Land tax scales have not been adjusted to take account of value increases; so, it is amounting to bracket creep. With respect to stamp duty and land tax, relatively modest properties are now being caught. According to the Real Estate Institute, the average house price in South Australia for the March quarter this year was $226 000, and for Adelaide $250 000. The average price for a house in Brompton is $325 000, in Newton $251 000, Munno Para West $290 000 and Edwardstown $272 000. Not the leafy, trendy suburbs that the Labor Party would like to throw rocks at, but people living in average suburbia who are trying to make a living to pay off their houses.
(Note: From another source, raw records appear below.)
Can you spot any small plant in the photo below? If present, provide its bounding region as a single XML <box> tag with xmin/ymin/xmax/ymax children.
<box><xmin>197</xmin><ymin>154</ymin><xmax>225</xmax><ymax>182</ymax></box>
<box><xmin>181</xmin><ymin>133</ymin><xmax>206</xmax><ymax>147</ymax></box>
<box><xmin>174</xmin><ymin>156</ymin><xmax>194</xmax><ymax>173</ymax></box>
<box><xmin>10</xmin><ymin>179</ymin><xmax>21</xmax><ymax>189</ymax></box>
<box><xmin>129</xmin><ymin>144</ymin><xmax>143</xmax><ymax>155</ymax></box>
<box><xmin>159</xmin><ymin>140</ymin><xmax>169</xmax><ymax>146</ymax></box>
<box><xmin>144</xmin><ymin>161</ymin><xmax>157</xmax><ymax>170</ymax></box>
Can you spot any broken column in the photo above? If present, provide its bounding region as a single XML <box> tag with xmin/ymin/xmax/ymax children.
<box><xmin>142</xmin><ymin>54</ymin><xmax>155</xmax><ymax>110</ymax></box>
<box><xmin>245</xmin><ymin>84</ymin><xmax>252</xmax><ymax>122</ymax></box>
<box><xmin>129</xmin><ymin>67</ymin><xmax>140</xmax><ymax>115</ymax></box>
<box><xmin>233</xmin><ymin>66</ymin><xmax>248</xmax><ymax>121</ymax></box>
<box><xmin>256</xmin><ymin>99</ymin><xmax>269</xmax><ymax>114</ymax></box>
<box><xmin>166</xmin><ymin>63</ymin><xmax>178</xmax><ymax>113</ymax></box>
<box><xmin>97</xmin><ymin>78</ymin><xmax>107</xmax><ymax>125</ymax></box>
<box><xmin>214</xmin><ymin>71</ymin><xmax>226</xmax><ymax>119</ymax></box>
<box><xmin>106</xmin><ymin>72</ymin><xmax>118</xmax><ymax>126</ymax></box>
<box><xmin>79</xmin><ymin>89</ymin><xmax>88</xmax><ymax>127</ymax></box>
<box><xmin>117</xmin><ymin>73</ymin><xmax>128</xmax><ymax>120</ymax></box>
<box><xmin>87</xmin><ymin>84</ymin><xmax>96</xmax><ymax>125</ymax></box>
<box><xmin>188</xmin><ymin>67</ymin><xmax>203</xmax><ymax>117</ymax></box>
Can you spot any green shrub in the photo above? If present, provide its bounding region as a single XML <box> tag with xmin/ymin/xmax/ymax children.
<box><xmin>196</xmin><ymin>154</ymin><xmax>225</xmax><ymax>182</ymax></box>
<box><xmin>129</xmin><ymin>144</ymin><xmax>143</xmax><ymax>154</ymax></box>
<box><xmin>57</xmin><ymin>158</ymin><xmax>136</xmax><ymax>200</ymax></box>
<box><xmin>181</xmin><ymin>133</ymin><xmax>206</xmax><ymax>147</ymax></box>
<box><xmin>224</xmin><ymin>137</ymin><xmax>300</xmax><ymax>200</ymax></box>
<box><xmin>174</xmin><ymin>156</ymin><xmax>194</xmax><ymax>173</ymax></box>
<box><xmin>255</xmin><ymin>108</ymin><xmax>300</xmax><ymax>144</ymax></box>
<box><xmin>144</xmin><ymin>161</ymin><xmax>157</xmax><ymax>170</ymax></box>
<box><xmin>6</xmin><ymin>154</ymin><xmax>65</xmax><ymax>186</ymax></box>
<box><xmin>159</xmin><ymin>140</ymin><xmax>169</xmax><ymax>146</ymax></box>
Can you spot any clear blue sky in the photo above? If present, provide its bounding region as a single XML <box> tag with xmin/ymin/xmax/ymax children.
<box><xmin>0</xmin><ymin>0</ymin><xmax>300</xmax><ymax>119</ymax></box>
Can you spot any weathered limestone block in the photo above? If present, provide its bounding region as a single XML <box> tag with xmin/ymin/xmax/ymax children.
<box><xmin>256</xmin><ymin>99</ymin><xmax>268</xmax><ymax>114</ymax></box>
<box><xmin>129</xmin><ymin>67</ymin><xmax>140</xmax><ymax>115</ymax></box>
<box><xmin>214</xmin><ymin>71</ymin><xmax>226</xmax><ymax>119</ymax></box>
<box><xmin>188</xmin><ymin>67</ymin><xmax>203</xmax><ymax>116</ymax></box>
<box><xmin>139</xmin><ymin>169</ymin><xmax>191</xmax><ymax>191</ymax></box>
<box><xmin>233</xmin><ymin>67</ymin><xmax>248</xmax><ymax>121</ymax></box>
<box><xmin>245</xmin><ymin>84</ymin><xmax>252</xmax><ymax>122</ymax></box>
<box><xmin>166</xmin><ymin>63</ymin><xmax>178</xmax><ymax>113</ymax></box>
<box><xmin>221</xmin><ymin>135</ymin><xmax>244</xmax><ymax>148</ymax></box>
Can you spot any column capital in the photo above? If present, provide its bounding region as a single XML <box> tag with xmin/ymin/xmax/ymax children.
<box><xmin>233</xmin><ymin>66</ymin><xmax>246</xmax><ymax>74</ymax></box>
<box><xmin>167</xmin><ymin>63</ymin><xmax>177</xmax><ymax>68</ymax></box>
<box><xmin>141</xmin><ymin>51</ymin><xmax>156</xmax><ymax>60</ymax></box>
The PRESIDENT: Could I stop the honourable member's flow for one moment. I really do need to point out to the honourable member that this is the Supply Bill, not the Appropriation Bill. The Supply Bill consists of three clauses comprising the sum of money from the consolidated account to be issued and applied to the Public Service. The honourable member is ranging much farther and wider. I had to draw that matter to the attention of your colleague the Hon. Mr Stephens. It applies to all of us. We do allow some flexibility to the leader and to the main spokesperson for the government on economic matters. However, if I allow the honourable member to range far and wide I would have to do it for every other member. I ask the honourable member to confine her remarks to the bill. That will give her some flexibility. If the honourable member raises issues that relate to the supply of money to run the Public Service for the next three months, she would then comply with the requirements under the standing orders.

The Hon. J.M.A. LENSINK: Thank you for your ruling, Mr President. I had falsely made the assumption that the sources of the revenue—

 The PRESIDENT: The honourable member will have the opportunity to do all of those things in the Appropriation Bill when the budget is being discussed.

The Hon. J.M.A. LENSINK: I will therefore conclude my remarks. This is an anti-investment government; it is an anti-self-funded retiree government; it is anti-family and it is anti-jobs. I conclude my remarks.